The USS Nevada is among the U.S. Navy’s most storied battleships, having survived both world wars and blasts from atomic bombs.

Nevada is an iconic ship that speaks to American resilience and stubbornness. Rising from its watery grave after being sunk at Pearl Harbour, it survived torpedoes, bombs, shells and two atomic blasts,” said James Delgado, SEARCH’s senior vice president and lead maritime archaeologist for the search mission, in the press release. “The physical reality of the ship, resting in the darkness of the great museum of the sea, reminds us not only of past events, but of those who took up the challenge of defending the United States in two global wars. This is why we do ocean exploration—to seek out those powerful connections to the past.”

The story of the USS Nevada is a veritable history lesson of America’s maritime involvement in the two World Wars.

Commissioned in March 1916, the ship was the first of two 27,500-ton battleships deployed during the First World War, according to Naval History and Heritage Command. Like its sister ship, the USS Oklahoma, the vessel escorted convoys en route to the British Isles. After the war, Nevada escorted the ocean liner George Washington while it delivered President Woodrow Wilson to the 1919 Paris Peace Conference. The ship underwent a series of upgrades from 1927 to 1930.

During the attack on Pearl Harbour on December 7, 1941, Nevada actually managed to set sail but was struck by several bombs, which killed 60 sailors and wounded 109.

“During the attack, the ship and crew sustained at least six and possibly as many as 10 bomb hits and one torpedo hit, but remained in the fight,” explained retired Rear Admiral Samuel Cox, director of the NHCC, in the Sextant, a publication of the NHHC. “With our sailors’ quick thinking, the crew grounded the ship, preventing her from sinking.”

In addition to the repairs, Nevada was also equipped with enhanced weaponry, including the addition of 40mm Bofors anti-aircraft guns. In June 1944, the battleship was at the D-Day landings in Normandy, where it fired shells from its 14-inch and 5-inch guns. After operations in southern France in August and September, Nevada participated in the 1945 invasions of Iwo Jima and Okinawa, during which time the battleship was damaged by a kamikaze suicide plane and an artillery shell, according to NHHC. By the end of World War II, Nevada had earned seven battle stars.

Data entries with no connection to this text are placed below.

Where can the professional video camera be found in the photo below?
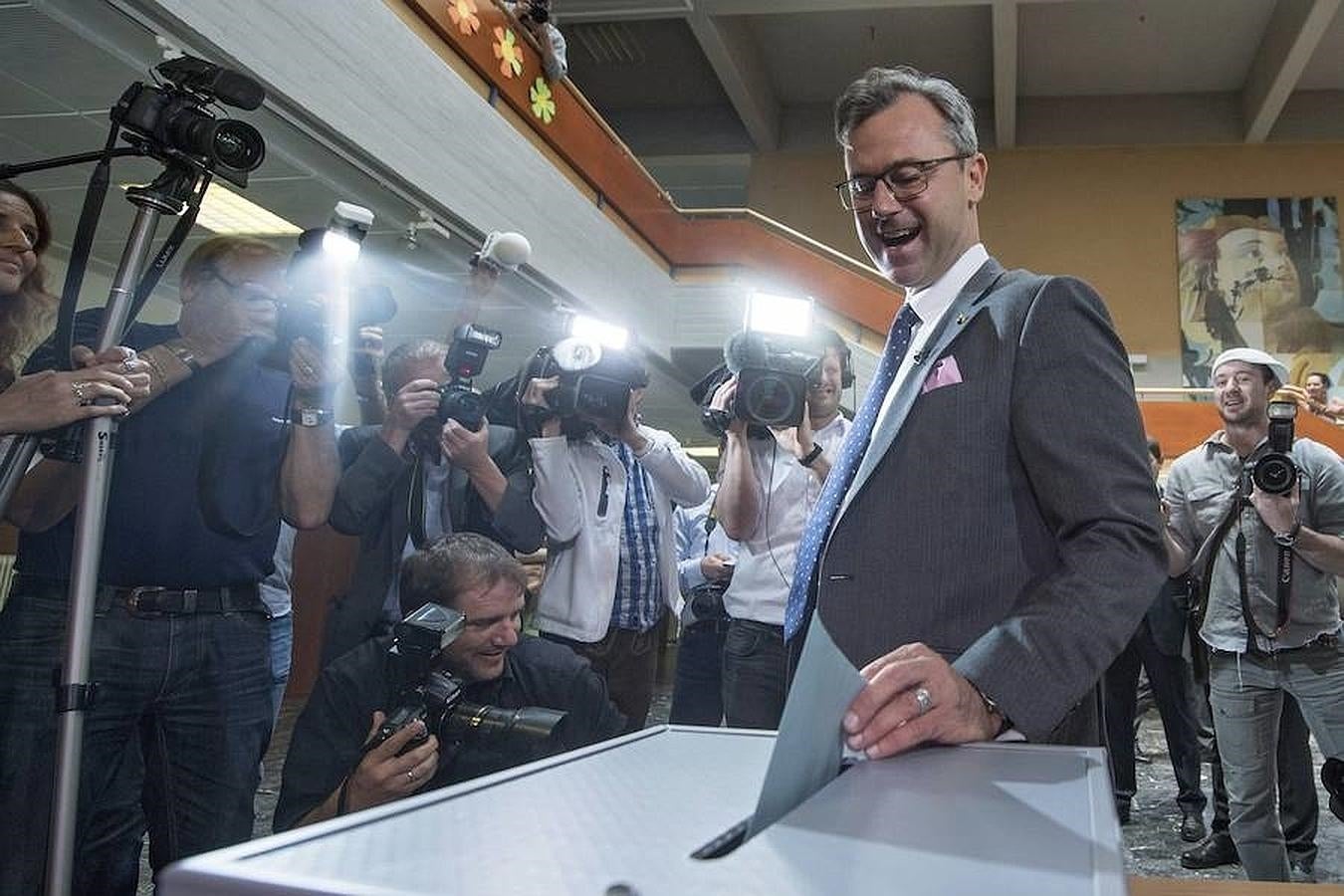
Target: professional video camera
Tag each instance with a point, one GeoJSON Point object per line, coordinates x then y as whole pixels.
{"type": "Point", "coordinates": [436, 697]}
{"type": "Point", "coordinates": [319, 272]}
{"type": "Point", "coordinates": [169, 121]}
{"type": "Point", "coordinates": [776, 358]}
{"type": "Point", "coordinates": [1275, 472]}
{"type": "Point", "coordinates": [595, 380]}
{"type": "Point", "coordinates": [459, 399]}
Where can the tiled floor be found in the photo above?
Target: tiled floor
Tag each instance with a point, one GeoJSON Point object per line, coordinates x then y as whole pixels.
{"type": "Point", "coordinates": [1152, 845]}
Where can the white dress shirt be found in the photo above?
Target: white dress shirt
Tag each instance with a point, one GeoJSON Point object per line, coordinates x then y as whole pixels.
{"type": "Point", "coordinates": [930, 304]}
{"type": "Point", "coordinates": [764, 575]}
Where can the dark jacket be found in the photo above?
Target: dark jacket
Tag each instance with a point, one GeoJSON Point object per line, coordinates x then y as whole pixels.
{"type": "Point", "coordinates": [330, 734]}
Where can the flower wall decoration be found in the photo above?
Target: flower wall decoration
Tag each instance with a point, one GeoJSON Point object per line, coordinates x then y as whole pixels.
{"type": "Point", "coordinates": [463, 12]}
{"type": "Point", "coordinates": [508, 53]}
{"type": "Point", "coordinates": [544, 101]}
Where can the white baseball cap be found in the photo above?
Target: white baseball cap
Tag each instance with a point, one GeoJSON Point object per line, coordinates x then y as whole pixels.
{"type": "Point", "coordinates": [1251, 356]}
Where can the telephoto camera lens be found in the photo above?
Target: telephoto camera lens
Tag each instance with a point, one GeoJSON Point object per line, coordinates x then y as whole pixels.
{"type": "Point", "coordinates": [771, 399]}
{"type": "Point", "coordinates": [531, 723]}
{"type": "Point", "coordinates": [1274, 474]}
{"type": "Point", "coordinates": [230, 142]}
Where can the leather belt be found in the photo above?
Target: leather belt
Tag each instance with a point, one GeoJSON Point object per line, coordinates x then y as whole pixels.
{"type": "Point", "coordinates": [237, 598]}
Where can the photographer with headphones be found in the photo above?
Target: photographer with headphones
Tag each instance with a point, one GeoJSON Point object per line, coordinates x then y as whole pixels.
{"type": "Point", "coordinates": [767, 491]}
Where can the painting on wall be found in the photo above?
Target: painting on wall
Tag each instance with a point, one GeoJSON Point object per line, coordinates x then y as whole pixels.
{"type": "Point", "coordinates": [1262, 273]}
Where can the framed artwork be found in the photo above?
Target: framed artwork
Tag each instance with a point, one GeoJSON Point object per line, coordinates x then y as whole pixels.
{"type": "Point", "coordinates": [1260, 273]}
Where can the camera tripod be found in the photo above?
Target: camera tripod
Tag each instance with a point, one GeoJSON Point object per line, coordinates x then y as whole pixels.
{"type": "Point", "coordinates": [177, 191]}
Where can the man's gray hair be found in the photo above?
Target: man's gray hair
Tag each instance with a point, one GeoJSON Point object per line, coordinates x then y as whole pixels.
{"type": "Point", "coordinates": [879, 88]}
{"type": "Point", "coordinates": [394, 368]}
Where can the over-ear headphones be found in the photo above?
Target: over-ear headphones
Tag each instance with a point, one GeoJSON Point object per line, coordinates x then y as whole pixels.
{"type": "Point", "coordinates": [830, 338]}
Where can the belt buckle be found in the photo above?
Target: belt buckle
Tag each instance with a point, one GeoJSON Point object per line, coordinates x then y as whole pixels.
{"type": "Point", "coordinates": [136, 594]}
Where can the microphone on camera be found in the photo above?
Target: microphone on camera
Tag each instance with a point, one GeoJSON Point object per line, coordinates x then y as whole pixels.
{"type": "Point", "coordinates": [503, 251]}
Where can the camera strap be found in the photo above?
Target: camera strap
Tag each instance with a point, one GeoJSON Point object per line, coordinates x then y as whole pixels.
{"type": "Point", "coordinates": [1283, 590]}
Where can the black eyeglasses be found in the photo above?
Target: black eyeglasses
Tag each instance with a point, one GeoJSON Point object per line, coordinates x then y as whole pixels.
{"type": "Point", "coordinates": [905, 180]}
{"type": "Point", "coordinates": [248, 289]}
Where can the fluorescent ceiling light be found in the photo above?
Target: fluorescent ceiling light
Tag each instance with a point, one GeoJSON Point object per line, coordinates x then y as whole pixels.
{"type": "Point", "coordinates": [609, 335]}
{"type": "Point", "coordinates": [784, 315]}
{"type": "Point", "coordinates": [223, 211]}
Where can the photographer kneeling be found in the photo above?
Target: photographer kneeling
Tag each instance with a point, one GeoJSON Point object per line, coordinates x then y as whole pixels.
{"type": "Point", "coordinates": [494, 664]}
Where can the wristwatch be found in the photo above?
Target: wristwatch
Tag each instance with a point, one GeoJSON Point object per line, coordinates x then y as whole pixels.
{"type": "Point", "coordinates": [992, 708]}
{"type": "Point", "coordinates": [1287, 539]}
{"type": "Point", "coordinates": [184, 354]}
{"type": "Point", "coordinates": [310, 415]}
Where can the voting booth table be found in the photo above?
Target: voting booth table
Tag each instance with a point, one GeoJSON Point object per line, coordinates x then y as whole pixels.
{"type": "Point", "coordinates": [625, 817]}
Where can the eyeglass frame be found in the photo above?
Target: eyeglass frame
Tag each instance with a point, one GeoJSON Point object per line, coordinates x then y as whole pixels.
{"type": "Point", "coordinates": [250, 288]}
{"type": "Point", "coordinates": [924, 166]}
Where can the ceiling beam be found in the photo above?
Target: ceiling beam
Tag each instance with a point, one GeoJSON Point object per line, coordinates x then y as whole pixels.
{"type": "Point", "coordinates": [776, 7]}
{"type": "Point", "coordinates": [1006, 73]}
{"type": "Point", "coordinates": [630, 10]}
{"type": "Point", "coordinates": [736, 60]}
{"type": "Point", "coordinates": [1293, 33]}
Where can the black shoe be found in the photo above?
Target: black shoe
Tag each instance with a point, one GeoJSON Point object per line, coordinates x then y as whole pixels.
{"type": "Point", "coordinates": [1217, 850]}
{"type": "Point", "coordinates": [1193, 827]}
{"type": "Point", "coordinates": [1332, 776]}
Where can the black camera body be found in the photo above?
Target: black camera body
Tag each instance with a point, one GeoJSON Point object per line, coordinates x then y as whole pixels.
{"type": "Point", "coordinates": [171, 119]}
{"type": "Point", "coordinates": [467, 354]}
{"type": "Point", "coordinates": [434, 695]}
{"type": "Point", "coordinates": [775, 373]}
{"type": "Point", "coordinates": [1275, 472]}
{"type": "Point", "coordinates": [594, 381]}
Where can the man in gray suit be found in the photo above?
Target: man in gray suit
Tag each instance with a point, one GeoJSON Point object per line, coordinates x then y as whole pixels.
{"type": "Point", "coordinates": [994, 538]}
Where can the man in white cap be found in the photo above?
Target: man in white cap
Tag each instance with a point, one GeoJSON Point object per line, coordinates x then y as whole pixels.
{"type": "Point", "coordinates": [1267, 551]}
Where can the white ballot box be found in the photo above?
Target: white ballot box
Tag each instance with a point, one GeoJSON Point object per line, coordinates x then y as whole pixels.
{"type": "Point", "coordinates": [622, 818]}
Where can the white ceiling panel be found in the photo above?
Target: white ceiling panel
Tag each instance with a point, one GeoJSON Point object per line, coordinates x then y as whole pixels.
{"type": "Point", "coordinates": [1325, 70]}
{"type": "Point", "coordinates": [1139, 46]}
{"type": "Point", "coordinates": [813, 55]}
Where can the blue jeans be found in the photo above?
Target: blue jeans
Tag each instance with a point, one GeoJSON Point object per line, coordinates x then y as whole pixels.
{"type": "Point", "coordinates": [281, 657]}
{"type": "Point", "coordinates": [698, 689]}
{"type": "Point", "coordinates": [172, 742]}
{"type": "Point", "coordinates": [1247, 693]}
{"type": "Point", "coordinates": [755, 675]}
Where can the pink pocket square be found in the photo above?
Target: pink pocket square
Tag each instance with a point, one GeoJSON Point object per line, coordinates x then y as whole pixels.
{"type": "Point", "coordinates": [945, 372]}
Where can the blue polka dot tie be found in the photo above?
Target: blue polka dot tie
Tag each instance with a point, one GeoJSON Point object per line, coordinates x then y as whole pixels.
{"type": "Point", "coordinates": [841, 472]}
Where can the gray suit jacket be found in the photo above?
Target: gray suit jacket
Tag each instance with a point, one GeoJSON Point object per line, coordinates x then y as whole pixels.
{"type": "Point", "coordinates": [373, 501]}
{"type": "Point", "coordinates": [1007, 520]}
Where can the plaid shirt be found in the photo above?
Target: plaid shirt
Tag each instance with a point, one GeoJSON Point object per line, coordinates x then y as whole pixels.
{"type": "Point", "coordinates": [638, 590]}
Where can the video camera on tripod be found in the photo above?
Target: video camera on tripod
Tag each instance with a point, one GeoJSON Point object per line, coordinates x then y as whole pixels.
{"type": "Point", "coordinates": [169, 121]}
{"type": "Point", "coordinates": [436, 697]}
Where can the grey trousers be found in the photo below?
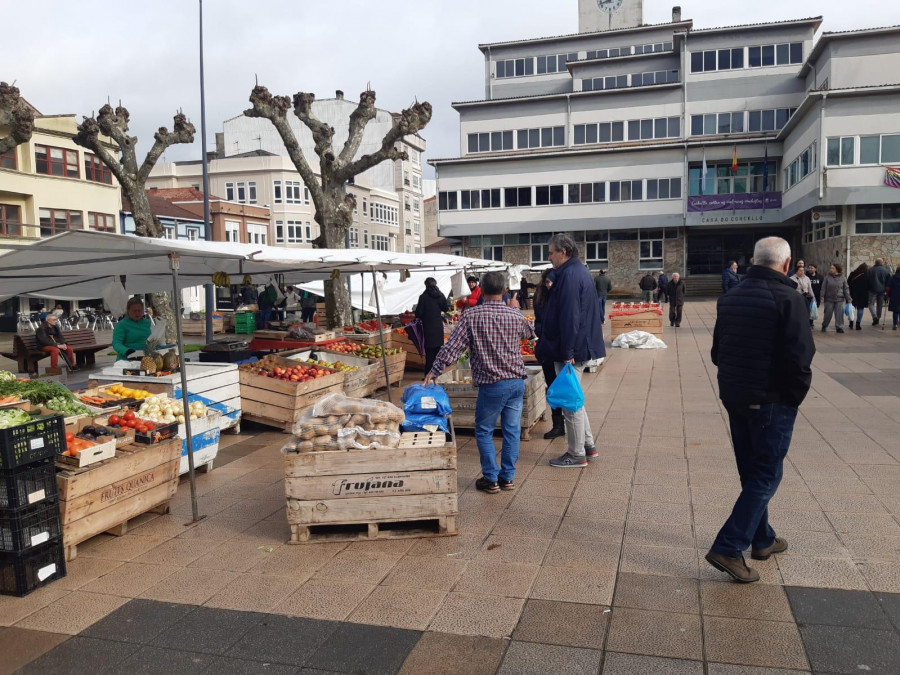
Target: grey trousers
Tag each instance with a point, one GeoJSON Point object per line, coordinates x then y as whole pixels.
{"type": "Point", "coordinates": [578, 428]}
{"type": "Point", "coordinates": [836, 309]}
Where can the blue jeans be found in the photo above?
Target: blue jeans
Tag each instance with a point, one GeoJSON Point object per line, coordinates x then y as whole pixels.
{"type": "Point", "coordinates": [761, 437]}
{"type": "Point", "coordinates": [501, 399]}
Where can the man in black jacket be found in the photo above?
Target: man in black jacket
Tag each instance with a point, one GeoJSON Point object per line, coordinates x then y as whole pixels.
{"type": "Point", "coordinates": [571, 333]}
{"type": "Point", "coordinates": [763, 348]}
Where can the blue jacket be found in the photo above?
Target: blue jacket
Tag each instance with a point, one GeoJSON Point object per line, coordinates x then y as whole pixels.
{"type": "Point", "coordinates": [729, 280]}
{"type": "Point", "coordinates": [570, 325]}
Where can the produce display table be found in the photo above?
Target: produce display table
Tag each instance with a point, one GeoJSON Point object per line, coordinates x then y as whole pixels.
{"type": "Point", "coordinates": [104, 497]}
{"type": "Point", "coordinates": [390, 493]}
{"type": "Point", "coordinates": [463, 395]}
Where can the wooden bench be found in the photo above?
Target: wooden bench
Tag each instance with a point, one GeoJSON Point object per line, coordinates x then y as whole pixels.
{"type": "Point", "coordinates": [27, 352]}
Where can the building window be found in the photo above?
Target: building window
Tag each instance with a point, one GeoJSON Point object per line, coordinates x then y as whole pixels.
{"type": "Point", "coordinates": [515, 197]}
{"type": "Point", "coordinates": [651, 256]}
{"type": "Point", "coordinates": [101, 222]}
{"type": "Point", "coordinates": [663, 188]}
{"type": "Point", "coordinates": [878, 219]}
{"type": "Point", "coordinates": [56, 161]}
{"type": "Point", "coordinates": [232, 231]}
{"type": "Point", "coordinates": [56, 221]}
{"type": "Point", "coordinates": [10, 220]}
{"type": "Point", "coordinates": [257, 234]}
{"type": "Point", "coordinates": [626, 190]}
{"type": "Point", "coordinates": [9, 159]}
{"type": "Point", "coordinates": [549, 195]}
{"type": "Point", "coordinates": [96, 170]}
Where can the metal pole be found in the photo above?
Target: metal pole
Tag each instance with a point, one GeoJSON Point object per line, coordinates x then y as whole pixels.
{"type": "Point", "coordinates": [210, 289]}
{"type": "Point", "coordinates": [387, 379]}
{"type": "Point", "coordinates": [173, 259]}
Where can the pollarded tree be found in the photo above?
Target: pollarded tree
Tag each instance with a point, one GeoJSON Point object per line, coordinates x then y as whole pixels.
{"type": "Point", "coordinates": [133, 176]}
{"type": "Point", "coordinates": [15, 114]}
{"type": "Point", "coordinates": [334, 205]}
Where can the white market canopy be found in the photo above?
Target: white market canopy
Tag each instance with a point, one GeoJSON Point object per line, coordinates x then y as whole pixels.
{"type": "Point", "coordinates": [79, 264]}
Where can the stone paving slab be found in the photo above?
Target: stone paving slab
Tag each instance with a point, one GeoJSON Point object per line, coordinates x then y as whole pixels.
{"type": "Point", "coordinates": [614, 550]}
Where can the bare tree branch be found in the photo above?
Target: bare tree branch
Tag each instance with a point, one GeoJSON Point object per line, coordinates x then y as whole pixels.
{"type": "Point", "coordinates": [411, 121]}
{"type": "Point", "coordinates": [359, 118]}
{"type": "Point", "coordinates": [274, 109]}
{"type": "Point", "coordinates": [15, 114]}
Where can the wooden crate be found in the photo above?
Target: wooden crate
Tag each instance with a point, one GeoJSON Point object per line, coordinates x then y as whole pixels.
{"type": "Point", "coordinates": [105, 496]}
{"type": "Point", "coordinates": [409, 491]}
{"type": "Point", "coordinates": [277, 403]}
{"type": "Point", "coordinates": [464, 395]}
{"type": "Point", "coordinates": [649, 322]}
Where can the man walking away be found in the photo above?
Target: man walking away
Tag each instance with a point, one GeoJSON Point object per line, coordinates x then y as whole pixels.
{"type": "Point", "coordinates": [647, 285]}
{"type": "Point", "coordinates": [603, 284]}
{"type": "Point", "coordinates": [493, 334]}
{"type": "Point", "coordinates": [676, 300]}
{"type": "Point", "coordinates": [572, 333]}
{"type": "Point", "coordinates": [764, 349]}
{"type": "Point", "coordinates": [729, 277]}
{"type": "Point", "coordinates": [663, 289]}
{"type": "Point", "coordinates": [878, 275]}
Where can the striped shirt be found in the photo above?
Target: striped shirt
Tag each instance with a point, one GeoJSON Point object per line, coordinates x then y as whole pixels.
{"type": "Point", "coordinates": [493, 334]}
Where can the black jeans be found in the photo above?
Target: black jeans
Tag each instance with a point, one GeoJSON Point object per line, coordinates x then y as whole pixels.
{"type": "Point", "coordinates": [761, 437]}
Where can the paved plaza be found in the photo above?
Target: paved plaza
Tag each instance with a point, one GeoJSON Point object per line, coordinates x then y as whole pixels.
{"type": "Point", "coordinates": [596, 570]}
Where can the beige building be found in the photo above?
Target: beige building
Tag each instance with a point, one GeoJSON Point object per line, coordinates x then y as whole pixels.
{"type": "Point", "coordinates": [50, 185]}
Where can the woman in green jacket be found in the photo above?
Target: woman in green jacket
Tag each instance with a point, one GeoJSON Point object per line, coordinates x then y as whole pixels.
{"type": "Point", "coordinates": [132, 332]}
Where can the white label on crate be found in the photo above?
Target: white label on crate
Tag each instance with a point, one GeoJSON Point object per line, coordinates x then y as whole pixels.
{"type": "Point", "coordinates": [47, 572]}
{"type": "Point", "coordinates": [40, 538]}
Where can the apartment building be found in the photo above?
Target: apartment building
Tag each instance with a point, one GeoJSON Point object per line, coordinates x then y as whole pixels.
{"type": "Point", "coordinates": [50, 185]}
{"type": "Point", "coordinates": [668, 147]}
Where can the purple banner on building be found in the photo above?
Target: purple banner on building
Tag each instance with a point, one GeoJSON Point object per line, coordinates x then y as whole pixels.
{"type": "Point", "coordinates": [745, 202]}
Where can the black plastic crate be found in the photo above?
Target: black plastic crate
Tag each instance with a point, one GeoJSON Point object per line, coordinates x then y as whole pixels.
{"type": "Point", "coordinates": [28, 485]}
{"type": "Point", "coordinates": [23, 572]}
{"type": "Point", "coordinates": [22, 529]}
{"type": "Point", "coordinates": [41, 438]}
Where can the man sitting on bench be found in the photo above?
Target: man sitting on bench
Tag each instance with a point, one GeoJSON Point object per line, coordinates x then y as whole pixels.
{"type": "Point", "coordinates": [50, 340]}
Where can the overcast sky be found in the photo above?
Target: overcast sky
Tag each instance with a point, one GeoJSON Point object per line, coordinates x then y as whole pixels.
{"type": "Point", "coordinates": [76, 55]}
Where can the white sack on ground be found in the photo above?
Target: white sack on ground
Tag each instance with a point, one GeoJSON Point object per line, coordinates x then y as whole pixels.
{"type": "Point", "coordinates": [639, 340]}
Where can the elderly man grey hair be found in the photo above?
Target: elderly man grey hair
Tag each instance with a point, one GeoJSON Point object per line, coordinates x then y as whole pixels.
{"type": "Point", "coordinates": [773, 252]}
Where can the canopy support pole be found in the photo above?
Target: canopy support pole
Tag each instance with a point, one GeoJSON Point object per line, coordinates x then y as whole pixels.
{"type": "Point", "coordinates": [176, 297]}
{"type": "Point", "coordinates": [387, 379]}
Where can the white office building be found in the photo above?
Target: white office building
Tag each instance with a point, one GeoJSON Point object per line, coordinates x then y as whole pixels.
{"type": "Point", "coordinates": [605, 133]}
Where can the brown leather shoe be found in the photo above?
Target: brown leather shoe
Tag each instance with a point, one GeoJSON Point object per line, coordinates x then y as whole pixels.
{"type": "Point", "coordinates": [778, 546]}
{"type": "Point", "coordinates": [736, 568]}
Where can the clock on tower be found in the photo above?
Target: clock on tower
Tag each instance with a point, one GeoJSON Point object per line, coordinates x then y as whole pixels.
{"type": "Point", "coordinates": [601, 15]}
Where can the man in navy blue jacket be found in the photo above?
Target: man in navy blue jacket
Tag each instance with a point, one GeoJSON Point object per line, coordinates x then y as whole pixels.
{"type": "Point", "coordinates": [764, 351]}
{"type": "Point", "coordinates": [571, 333]}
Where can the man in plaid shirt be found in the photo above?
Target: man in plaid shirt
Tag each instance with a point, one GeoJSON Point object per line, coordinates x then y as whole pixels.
{"type": "Point", "coordinates": [492, 332]}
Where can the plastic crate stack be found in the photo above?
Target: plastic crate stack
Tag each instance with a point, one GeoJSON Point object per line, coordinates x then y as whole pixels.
{"type": "Point", "coordinates": [31, 548]}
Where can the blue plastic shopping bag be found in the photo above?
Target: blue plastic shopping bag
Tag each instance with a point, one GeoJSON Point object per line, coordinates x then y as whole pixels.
{"type": "Point", "coordinates": [565, 392]}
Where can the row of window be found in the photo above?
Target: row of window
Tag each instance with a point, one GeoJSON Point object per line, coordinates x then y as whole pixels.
{"type": "Point", "coordinates": [53, 161]}
{"type": "Point", "coordinates": [785, 54]}
{"type": "Point", "coordinates": [859, 150]}
{"type": "Point", "coordinates": [627, 81]}
{"type": "Point", "coordinates": [610, 132]}
{"type": "Point", "coordinates": [801, 167]}
{"type": "Point", "coordinates": [741, 121]}
{"type": "Point", "coordinates": [556, 195]}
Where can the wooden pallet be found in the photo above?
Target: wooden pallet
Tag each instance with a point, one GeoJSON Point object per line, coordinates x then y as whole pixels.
{"type": "Point", "coordinates": [444, 526]}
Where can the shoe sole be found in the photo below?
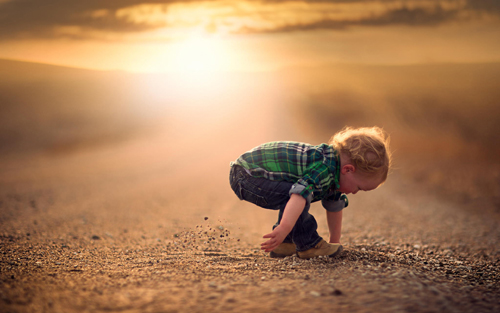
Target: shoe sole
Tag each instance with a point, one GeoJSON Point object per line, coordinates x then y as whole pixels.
{"type": "Point", "coordinates": [333, 255]}
{"type": "Point", "coordinates": [275, 255]}
{"type": "Point", "coordinates": [336, 252]}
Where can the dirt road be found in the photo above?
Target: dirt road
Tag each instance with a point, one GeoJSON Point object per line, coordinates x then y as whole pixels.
{"type": "Point", "coordinates": [140, 226]}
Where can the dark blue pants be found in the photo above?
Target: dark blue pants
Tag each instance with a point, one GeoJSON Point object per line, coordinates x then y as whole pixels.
{"type": "Point", "coordinates": [274, 195]}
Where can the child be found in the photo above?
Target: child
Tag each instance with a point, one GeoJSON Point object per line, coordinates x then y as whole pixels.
{"type": "Point", "coordinates": [288, 176]}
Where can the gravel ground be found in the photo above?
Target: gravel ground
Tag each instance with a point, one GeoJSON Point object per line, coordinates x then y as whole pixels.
{"type": "Point", "coordinates": [97, 232]}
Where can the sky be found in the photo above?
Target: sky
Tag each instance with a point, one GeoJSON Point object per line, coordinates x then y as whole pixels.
{"type": "Point", "coordinates": [219, 35]}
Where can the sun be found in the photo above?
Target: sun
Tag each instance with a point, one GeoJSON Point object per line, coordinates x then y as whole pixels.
{"type": "Point", "coordinates": [199, 55]}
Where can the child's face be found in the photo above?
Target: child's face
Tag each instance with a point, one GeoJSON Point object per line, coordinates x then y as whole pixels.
{"type": "Point", "coordinates": [351, 181]}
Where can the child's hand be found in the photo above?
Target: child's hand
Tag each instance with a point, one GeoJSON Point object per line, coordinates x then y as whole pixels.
{"type": "Point", "coordinates": [276, 237]}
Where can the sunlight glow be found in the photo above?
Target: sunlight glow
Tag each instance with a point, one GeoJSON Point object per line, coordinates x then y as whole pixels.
{"type": "Point", "coordinates": [199, 55]}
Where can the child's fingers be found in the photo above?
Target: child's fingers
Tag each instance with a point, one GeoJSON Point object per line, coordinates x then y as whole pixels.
{"type": "Point", "coordinates": [268, 235]}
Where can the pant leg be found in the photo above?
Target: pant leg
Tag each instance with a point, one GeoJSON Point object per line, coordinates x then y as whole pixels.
{"type": "Point", "coordinates": [275, 195]}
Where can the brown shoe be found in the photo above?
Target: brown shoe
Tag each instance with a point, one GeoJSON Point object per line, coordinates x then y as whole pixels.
{"type": "Point", "coordinates": [283, 250]}
{"type": "Point", "coordinates": [322, 248]}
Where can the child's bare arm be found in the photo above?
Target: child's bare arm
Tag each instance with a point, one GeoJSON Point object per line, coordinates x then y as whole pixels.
{"type": "Point", "coordinates": [334, 220]}
{"type": "Point", "coordinates": [293, 209]}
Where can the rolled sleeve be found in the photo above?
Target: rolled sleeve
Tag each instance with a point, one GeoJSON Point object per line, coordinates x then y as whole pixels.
{"type": "Point", "coordinates": [303, 191]}
{"type": "Point", "coordinates": [335, 205]}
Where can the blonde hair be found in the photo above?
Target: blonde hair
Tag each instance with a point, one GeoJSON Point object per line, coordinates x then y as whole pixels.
{"type": "Point", "coordinates": [367, 148]}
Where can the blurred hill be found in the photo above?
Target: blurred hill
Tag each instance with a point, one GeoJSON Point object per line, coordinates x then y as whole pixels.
{"type": "Point", "coordinates": [443, 118]}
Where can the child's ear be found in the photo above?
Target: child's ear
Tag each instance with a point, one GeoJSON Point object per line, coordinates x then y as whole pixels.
{"type": "Point", "coordinates": [348, 168]}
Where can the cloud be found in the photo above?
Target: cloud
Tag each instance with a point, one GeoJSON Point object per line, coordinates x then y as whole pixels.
{"type": "Point", "coordinates": [36, 18]}
{"type": "Point", "coordinates": [113, 18]}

Heavily battered and no longer useful for combat, the ship was exposed to the blasts of two atomic bombs in tests conducted at the Marshall Islands in 1946. Remarkably, the ship did not sink, nor was it sunk when used for target practice in 1948. The USS Nevada, radioactive and badly damaged, was finally towed out to sea and deliberately sunk with gunfire and an aerial torpedo in 1948.

As a warship, Nevada will now be protected under the Sunken Military Craft Act (SMCA), which was enacted in 2004.